The ‘squeezed middle’ has been labelled the ‘precarious middle’ with those on middle incomes struggling to save, and more likely than before to be in insecure jobs and insecure homes. For single parents, the problem is particularly acute, with those who are in work more likely to be in insecure work than not according to research by the Financial Fairness Trust and the London School of Economics.

The research found that job insecurity among the middle third of the income distribution appears to have got worse since it was highlighted nearly thirty years ago. In particular, insecure work has grown sharply for single adults. Lone parents are more likely to work than a decade ago, but even on middle incomes most of their jobs are now insecure.

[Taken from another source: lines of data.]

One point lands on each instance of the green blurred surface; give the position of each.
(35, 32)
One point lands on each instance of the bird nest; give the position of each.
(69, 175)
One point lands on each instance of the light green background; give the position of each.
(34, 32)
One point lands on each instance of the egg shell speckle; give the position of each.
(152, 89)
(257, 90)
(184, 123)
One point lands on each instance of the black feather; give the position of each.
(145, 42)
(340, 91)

For singles without children on middle incomes, job insecurity has also grown. In contrast, for those on middle incomes in couples, there’s a three in four chance that one partner has secure work. Three in ten private tenants in the middle have ‘unaffordable’ rents, defined as spending more than a third of their income on housing costs. This combines with the insecurity of private renting.

People in their 30s are most likely to face the insecurity and high costs of being private tenants, and there are as many private tenants on middle incomes as on low incomes in this age group.

Rising interest rates could cause the proportion of households with unaffordable mortgages to almost double, from 10% to 19%. People on middle incomes face a high chance of being lower down the income distribution next year, due largely to unstable job markets. A household in the middle fifth of the income distribution has a one in three chance of being in the bottom 40% in the following year. There’s also a one in ten chance they would be in the bottom 20%, probably below the poverty line.

The report highlights the importance of helping people on middle incomes to save. Increased income insecurity makes it all the more important to be able to save for a rainy day. But the report calculates that middle-income households building rainy day and pension savings, while also paying back student loans and facing high housing costs, can be left with too little remaining income for acceptable living standards.

Professor Hirsch, Policy Advisor at abrdn Financial Fairness Trust, said “Being on a middle income does not make people secure. In the present cost of living crisis, the vulnerabilities of people on modest incomes have become more apparent. They face significant uncertainties, and are rightly encouraged to save both for rainy days and their retirement. Yet if they are also paying off student debt and have high housing costs, it becomes difficult to maintain a decent living standard today – even at the minimum level often associated with lower income groups.

“Measures to improve predictability, stability and the right to flexible working had been promised for the present Parliament, but were not delivered. In the coming Parliament, this should be a priority.”